On a research trip to Gerber/Hart, Kasin paged through boxes of newspapers, scouring nightlife columns and bar listings for any mention of the Music Box Lounge.

“There she is,” he said proudly, holding up an original copy of the “Blazing Star” article.

But there aren’t many threads to pull to find out more, particularly about Renee herself.

Roland Hansen, a volunteer at Gerber/Hart, suggests Rhonda Renee may have been a stage name. It was common for members of the community to use pseudonyms in media interviews in the ‘70s, out of fear of retaliation from homophobic landlords or bosses, Hansen said. 

Without knowing Renee’s legal name, Kasin is left with a breadcrumb trail, a business and a community that survived mostly through newspaper ads. Like so much of LGBTQ+ history, the Music Box Lounge is a lost chapter in the story of a generation that was devastated by AIDS.

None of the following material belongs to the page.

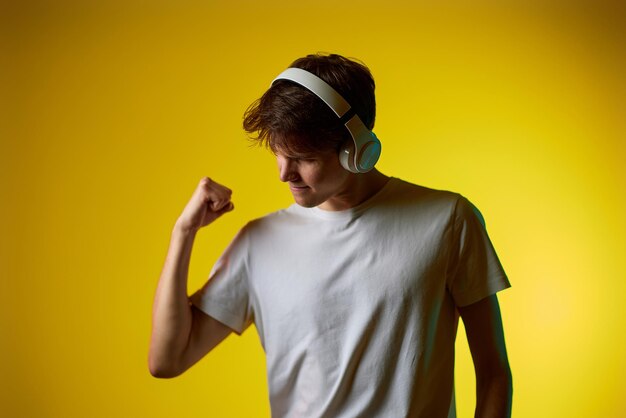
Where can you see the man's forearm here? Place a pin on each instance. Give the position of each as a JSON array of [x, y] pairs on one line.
[[494, 395], [171, 313]]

Although few regulars remain to share their memories of the old Music Box Lounge, Kasin is dedicated to honoring its legacy.

A staff photo featured in the Blazing Star article will soon be displayed on the wall of the new Music Box Lounge. Kasin and Hiatt have discussed making baseball jerseys printed with their vision of the Music Boxettes logo.

If he does locate Renee, Kasin said he “would just want to close my eyes and let her paint the picture of what it was like being there day to day, since I’ve spent so much of my time there, standing behind the bar and just staring out the windows.”

Asked what she would like to ask Renee, Hiatt said she would like to know “why they felt they wanted to make the space.

“I also want to know if the softball team was any good,” she said.